Em cartas, diários e memórias, ela discute como entrar no lugar “estranho” da composição permitiu que ela entrasse em memórias que pareciam mais reais do que o presente; como isso exigiu mudando seu estado mental voluntariamente em um dos controlado dissociação. Essa é a mesma divisão de consciência que envolve a divisão de alguns processos mentais, de modo que a autoconsciência opera em duas ou mais esferas, cada uma separada da outra.
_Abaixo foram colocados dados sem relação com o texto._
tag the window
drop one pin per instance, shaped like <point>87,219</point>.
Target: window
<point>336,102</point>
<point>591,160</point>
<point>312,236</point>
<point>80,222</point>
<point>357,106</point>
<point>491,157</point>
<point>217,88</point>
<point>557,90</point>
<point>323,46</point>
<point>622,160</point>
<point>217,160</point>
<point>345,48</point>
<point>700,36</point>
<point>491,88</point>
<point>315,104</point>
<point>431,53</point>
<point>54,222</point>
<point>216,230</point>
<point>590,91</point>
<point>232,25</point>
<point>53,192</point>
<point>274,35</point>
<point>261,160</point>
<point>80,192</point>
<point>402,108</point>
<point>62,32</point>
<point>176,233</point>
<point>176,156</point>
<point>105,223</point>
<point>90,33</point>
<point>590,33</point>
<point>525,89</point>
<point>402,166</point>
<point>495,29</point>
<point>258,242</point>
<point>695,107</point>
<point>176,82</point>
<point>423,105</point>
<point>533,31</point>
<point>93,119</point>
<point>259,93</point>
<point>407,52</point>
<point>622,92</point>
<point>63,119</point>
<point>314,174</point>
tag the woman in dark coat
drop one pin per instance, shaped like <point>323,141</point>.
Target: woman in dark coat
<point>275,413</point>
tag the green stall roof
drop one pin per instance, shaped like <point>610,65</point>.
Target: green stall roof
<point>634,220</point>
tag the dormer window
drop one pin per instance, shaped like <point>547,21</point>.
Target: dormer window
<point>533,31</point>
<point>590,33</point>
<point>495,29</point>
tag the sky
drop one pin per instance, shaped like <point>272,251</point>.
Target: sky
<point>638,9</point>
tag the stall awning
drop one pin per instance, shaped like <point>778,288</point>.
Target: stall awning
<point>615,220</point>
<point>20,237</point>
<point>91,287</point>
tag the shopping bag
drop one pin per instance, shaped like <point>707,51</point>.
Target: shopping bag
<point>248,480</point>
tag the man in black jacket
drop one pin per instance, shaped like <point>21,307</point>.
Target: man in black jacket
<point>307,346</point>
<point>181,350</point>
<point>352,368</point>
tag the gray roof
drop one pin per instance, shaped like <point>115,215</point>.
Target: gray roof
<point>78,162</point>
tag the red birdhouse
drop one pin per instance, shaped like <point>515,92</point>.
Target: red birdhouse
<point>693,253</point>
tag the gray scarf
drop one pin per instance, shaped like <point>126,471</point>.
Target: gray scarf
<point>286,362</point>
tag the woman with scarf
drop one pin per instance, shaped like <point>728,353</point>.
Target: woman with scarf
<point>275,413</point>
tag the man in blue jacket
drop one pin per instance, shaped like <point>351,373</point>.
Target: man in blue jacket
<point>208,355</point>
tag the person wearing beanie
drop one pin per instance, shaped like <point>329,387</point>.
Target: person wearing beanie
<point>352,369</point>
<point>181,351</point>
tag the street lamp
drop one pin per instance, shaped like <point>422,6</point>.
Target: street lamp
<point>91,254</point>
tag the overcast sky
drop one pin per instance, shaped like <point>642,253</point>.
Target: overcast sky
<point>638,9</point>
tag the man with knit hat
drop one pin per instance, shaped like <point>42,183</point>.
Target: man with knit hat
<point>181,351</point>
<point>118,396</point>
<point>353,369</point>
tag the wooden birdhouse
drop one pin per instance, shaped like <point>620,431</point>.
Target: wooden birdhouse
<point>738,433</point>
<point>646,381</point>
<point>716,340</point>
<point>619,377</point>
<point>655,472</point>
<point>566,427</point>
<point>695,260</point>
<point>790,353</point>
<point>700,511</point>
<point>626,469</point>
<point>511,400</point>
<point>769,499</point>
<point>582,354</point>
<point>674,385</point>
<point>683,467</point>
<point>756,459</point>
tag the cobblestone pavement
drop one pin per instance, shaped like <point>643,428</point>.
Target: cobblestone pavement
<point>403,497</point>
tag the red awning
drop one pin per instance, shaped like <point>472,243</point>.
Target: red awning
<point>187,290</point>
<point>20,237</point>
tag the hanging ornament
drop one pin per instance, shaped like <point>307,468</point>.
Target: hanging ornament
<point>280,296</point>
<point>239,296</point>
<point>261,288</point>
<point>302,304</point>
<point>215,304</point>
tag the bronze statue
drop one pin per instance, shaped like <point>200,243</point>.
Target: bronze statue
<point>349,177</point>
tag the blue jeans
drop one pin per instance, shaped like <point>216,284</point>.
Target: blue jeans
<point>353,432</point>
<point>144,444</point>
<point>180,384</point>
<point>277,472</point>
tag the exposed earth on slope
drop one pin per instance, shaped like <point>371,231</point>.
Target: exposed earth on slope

Essa consciência “dissociação” se manifesta de forma extrema nos transtornos de personalidade múltipla.

Sua ficção, direta ou indiretamente, explora essa mudança nos estados mentais. Em Em ser doenteWoolf descreve o estranho desaparecimento na doença das estruturas do mundo familiar, do tempo, do espaço, da incorporação segura e do centro emocional. É isso que o psiquiatra Karl Jaspers (1913) tinha descrito como a fase prodrômica da psicose: uma fase indisponível, ele afirmou, para entender ou ancorar no presente.
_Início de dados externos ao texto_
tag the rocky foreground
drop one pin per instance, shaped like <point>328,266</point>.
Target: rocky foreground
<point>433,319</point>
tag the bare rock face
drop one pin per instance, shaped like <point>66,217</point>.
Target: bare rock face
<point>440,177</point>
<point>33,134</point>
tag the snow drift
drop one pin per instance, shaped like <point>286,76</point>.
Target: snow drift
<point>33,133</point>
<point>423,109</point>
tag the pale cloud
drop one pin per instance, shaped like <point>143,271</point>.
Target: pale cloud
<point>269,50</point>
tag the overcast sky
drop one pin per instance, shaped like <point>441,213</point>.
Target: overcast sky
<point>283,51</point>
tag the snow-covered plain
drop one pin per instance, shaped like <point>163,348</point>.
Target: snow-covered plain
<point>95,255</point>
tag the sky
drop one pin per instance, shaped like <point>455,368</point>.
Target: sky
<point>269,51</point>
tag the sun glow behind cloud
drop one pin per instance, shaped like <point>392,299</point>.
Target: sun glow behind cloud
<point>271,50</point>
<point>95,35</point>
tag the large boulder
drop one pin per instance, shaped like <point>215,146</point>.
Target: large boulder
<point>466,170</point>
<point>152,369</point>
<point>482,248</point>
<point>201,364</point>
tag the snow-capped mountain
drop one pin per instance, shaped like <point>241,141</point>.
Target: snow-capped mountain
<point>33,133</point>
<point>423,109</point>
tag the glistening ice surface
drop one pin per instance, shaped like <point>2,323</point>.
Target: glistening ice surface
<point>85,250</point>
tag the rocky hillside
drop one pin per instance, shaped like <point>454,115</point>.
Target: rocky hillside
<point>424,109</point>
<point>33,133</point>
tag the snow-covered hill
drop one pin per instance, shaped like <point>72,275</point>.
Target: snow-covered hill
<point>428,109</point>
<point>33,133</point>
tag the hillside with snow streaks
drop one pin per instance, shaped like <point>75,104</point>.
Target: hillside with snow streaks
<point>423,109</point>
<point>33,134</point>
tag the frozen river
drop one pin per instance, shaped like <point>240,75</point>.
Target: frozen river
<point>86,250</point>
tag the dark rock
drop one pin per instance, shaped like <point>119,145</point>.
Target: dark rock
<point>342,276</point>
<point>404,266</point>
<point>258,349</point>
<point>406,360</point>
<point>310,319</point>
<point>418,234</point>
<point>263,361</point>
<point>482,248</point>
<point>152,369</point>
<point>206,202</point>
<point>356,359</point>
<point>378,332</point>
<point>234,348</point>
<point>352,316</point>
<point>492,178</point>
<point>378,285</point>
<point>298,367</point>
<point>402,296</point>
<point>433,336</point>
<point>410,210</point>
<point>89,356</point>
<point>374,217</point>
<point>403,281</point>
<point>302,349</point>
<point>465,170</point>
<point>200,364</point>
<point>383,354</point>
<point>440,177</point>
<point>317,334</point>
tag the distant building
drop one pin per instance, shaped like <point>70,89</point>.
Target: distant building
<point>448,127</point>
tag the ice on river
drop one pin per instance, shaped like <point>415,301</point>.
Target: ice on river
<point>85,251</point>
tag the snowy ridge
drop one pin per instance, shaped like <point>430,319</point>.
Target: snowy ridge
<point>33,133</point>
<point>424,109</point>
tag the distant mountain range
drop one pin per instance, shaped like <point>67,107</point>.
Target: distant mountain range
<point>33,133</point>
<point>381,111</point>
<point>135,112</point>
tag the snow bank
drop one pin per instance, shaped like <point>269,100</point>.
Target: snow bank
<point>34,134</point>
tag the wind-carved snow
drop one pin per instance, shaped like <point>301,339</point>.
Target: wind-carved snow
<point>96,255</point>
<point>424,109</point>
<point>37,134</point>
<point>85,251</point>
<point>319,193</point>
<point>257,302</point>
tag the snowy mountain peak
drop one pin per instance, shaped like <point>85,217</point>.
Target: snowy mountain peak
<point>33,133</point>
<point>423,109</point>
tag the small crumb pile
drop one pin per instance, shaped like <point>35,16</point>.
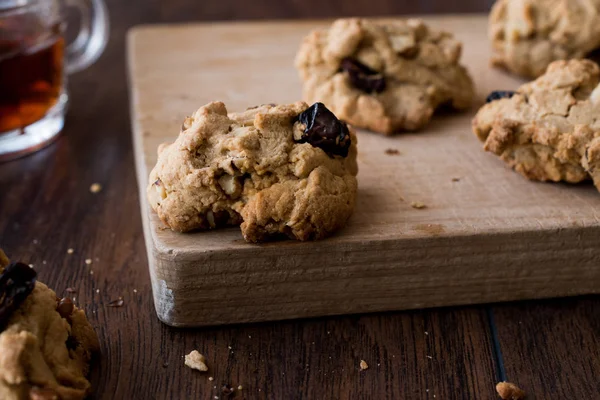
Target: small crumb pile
<point>509,391</point>
<point>95,188</point>
<point>418,205</point>
<point>363,365</point>
<point>195,360</point>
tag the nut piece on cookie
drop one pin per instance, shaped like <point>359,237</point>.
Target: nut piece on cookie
<point>549,129</point>
<point>46,343</point>
<point>528,35</point>
<point>383,76</point>
<point>273,169</point>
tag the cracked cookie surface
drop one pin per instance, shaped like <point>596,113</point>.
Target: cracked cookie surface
<point>258,169</point>
<point>384,76</point>
<point>549,130</point>
<point>45,347</point>
<point>527,35</point>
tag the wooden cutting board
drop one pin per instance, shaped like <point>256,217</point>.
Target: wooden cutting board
<point>487,234</point>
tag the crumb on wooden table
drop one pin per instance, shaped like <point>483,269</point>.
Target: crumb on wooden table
<point>195,360</point>
<point>95,188</point>
<point>363,365</point>
<point>418,205</point>
<point>509,391</point>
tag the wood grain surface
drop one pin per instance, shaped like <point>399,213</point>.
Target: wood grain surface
<point>45,198</point>
<point>390,256</point>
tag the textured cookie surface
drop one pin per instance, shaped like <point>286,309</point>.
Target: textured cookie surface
<point>527,35</point>
<point>45,348</point>
<point>383,76</point>
<point>549,129</point>
<point>256,168</point>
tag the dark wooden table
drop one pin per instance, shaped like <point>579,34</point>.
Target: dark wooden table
<point>550,348</point>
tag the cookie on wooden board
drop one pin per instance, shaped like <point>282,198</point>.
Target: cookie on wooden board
<point>549,129</point>
<point>46,343</point>
<point>384,76</point>
<point>272,169</point>
<point>528,35</point>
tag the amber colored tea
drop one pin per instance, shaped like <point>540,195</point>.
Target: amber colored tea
<point>30,81</point>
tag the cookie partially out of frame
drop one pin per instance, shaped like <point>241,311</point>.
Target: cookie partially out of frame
<point>549,129</point>
<point>384,76</point>
<point>273,169</point>
<point>46,343</point>
<point>527,35</point>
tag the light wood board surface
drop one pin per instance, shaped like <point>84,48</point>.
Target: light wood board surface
<point>486,235</point>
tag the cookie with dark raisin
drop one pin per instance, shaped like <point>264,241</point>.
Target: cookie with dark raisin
<point>384,76</point>
<point>275,170</point>
<point>548,130</point>
<point>46,343</point>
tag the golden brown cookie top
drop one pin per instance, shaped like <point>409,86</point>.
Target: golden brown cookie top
<point>45,348</point>
<point>223,165</point>
<point>383,75</point>
<point>548,129</point>
<point>527,35</point>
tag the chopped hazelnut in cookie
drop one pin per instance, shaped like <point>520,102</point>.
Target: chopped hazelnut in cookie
<point>549,129</point>
<point>286,169</point>
<point>384,76</point>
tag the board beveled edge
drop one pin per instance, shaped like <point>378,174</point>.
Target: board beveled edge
<point>406,280</point>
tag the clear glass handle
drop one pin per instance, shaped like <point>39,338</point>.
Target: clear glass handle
<point>92,37</point>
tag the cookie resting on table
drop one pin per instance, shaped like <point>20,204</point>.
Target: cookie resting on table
<point>527,35</point>
<point>274,170</point>
<point>549,129</point>
<point>46,343</point>
<point>383,76</point>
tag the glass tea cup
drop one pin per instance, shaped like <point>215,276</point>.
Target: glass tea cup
<point>34,63</point>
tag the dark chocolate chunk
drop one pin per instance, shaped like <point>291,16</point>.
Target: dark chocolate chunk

Woolf acha que não. Em Para o FarolO romance mais autobiográfico de Woolf, Lily Briscoe, entra na sua própria “zona estranha” após a morte de sua amiga e anfitriã, a Sra. Ramsay. Embora pronta para pular arriscadamente para dentro das “águas da aniquilação” quando embarca em sua pintura, ela convoca toda a sua vontade enquanto pega o pincel, chamando cenas passadas em sua mente enquanto segura um aperto “vingativo” na percepção. presente.
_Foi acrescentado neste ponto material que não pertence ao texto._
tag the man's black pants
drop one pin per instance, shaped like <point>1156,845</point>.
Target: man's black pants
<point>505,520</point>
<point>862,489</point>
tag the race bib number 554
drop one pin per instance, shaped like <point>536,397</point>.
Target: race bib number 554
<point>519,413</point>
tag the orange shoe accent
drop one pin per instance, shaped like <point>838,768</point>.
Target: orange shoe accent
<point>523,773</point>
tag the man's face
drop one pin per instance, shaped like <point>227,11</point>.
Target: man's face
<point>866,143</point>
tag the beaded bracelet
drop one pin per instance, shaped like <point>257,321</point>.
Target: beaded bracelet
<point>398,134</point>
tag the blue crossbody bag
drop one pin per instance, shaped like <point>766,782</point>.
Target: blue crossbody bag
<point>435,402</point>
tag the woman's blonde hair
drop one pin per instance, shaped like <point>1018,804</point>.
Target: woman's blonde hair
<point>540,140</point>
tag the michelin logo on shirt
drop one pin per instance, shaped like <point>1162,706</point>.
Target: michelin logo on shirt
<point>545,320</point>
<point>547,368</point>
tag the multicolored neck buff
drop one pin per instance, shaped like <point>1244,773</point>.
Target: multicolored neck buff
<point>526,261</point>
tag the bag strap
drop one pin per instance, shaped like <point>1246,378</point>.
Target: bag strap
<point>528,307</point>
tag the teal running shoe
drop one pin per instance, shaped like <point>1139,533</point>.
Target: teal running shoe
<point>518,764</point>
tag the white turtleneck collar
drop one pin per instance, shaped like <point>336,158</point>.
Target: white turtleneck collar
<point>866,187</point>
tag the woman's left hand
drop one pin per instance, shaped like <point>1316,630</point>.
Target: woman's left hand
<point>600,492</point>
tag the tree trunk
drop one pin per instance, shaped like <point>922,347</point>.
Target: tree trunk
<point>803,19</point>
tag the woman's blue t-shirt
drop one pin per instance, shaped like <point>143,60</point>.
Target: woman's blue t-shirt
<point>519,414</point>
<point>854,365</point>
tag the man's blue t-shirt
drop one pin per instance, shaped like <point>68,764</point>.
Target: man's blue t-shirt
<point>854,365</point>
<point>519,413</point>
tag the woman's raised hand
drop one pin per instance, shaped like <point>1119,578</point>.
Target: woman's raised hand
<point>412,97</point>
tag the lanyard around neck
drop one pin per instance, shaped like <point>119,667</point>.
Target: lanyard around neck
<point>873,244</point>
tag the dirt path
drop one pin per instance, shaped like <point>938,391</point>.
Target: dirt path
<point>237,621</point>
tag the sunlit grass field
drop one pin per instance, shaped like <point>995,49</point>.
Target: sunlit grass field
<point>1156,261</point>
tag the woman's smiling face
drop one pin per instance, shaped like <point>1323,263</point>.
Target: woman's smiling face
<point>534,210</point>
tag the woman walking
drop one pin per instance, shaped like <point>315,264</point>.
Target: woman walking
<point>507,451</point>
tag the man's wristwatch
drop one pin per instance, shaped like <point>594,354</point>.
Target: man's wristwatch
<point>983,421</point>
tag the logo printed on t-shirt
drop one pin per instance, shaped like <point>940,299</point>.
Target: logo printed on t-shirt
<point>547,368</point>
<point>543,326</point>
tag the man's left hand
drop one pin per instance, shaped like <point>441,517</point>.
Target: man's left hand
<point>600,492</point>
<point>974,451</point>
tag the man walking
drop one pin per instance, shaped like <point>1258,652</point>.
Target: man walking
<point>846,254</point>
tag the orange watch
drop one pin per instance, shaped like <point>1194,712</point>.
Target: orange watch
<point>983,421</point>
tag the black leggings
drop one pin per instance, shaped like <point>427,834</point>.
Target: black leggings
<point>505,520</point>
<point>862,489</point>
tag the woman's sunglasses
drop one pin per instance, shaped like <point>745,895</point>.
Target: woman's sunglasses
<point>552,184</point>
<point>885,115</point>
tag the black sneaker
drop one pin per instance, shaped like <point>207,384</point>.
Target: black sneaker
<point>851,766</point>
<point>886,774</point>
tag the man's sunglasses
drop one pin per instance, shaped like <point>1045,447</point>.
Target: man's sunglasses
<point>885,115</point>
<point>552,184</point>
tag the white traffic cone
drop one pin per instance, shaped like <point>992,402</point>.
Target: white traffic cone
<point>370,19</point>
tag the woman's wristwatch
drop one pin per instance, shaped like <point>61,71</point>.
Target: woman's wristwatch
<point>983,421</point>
À medida que a pintura emerge, o “resíduo” de seus anos alcançando agora um equilíbrio formal e emocional, ela vê como, através do projeto de reformulação criativa da memória do passado, não se pode mais ser condenado a um sentimento solitário de vergonha. Woolf pôs para descansar a voz de sua mãe ao escrever o romance. Ela parece ter tropeçado também nos processos básicos de terapia contemporânea de trauma.

As vozes imaginárias de Woolf estimularam-na a inventar novas possibilidades de voz fictícia. Em Mrs. Dalloway, ela inventa uma maneira de escrever que é o equivalente moderno do coro grego, reinventando a multidão como uma multidão dentro e fora da cabeça. Perspectivas éticas seguem: na criatividade e aflição, ela reconheceu que somos muitos e não um.

Woolf, a feminista, sabia que nosso ideal de pluralidade liberal de pessoas deve reconhecer a vasta diversidade da raça humana. Mas se fugirmos da ideia da diversidade interior, chamando-a de loucura, como é que vamos celebrar as diferenças que encontramos no mundo fora de nós? As novelas nos permitem ouvir e aprender lições políticas, éticas e também cognitivas sobre o que acontece enquanto nossa mente continua o interminável diálogo consigo mesmo que é vivo.

A Conversação

Sobre o autor

Patricia Waugh, professora de literatura inglesa, Universidade de Durham

Este artigo foi originalmente publicado em A Conversação. Leia o artigo original.